Some other random things that helped when I was in your situation:

- Free resources. For me, that meant spending lunch breaks or other free time in libraries and bookstores reading self-help books. A lot are junk, but I found great books specific to my particular background: Trauma and Recovery and Harriet Lerner's books come to mind. A good general book is The Portable Therapist. Also, if you have an idea of the issues underlying your depression, meetings and support groups might be good. For example, my family is riddled with alcoholics. I attended (non-religious) ACOA and Al-Anon meetings. While I ultimately stopped going, the meetings and related literature helped when I was in "crisis mode;"

- Daylight and exercise. Often depression overcomes the will to exercise (I don't know how else to put it). It was better for me to move away from the pressure of a MUST EXERCISE mandate and look at it as something smaller and more simple, along the lines of "getting fresh air and sunlight makes me feel better, so I'll just go for a walk around the block at some point during the day." Often, one block would turn into a nice long walk. And if I rewarded myself with coffee and a chocolate croissant along the way, that was ok too.

- Water. Drinking more water, splashing cool water on my face, taking baths, swimming. For reasons I don't fully understand, focusing on water helped.

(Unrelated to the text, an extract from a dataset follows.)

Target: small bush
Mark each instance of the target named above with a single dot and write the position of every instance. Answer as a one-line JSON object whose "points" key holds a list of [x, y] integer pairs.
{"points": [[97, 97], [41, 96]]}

- Friends. It used to be really difficult for me to ask for help. (It's gotten easier as I get older.) I can think of two specific times where friends really came to my aid. One was when two friends helped me organize my apt (sort through clutter, pack up stuff for storage, etc.). The other was when other friends came over and helped me paint my living room a bright, sunny yellow. It sounds so simple, but both times made a huge difference during times in my life when I couldn't take the initiative to improve my living situation.

- Keeping a journal. Even if I wrote the same things over and over again, putting it down on paper helped me work through a lot of stuff.
posted by Majorita at 8:56 AM on November 13, 2010 [3 favorites]

Response by poster: God bless Prozac. I just had my first happy day in about a month and a half. HOORAY!

Thank you for all of your suggestions. They were a lifeline.
posted by ocherdraco at 7:30 PM on November 16, 2010 [3 favorites]

Response by poster: (FYI, I found something helpful in each and every one of these responses, but marked as best the ones that seemed to help the most.)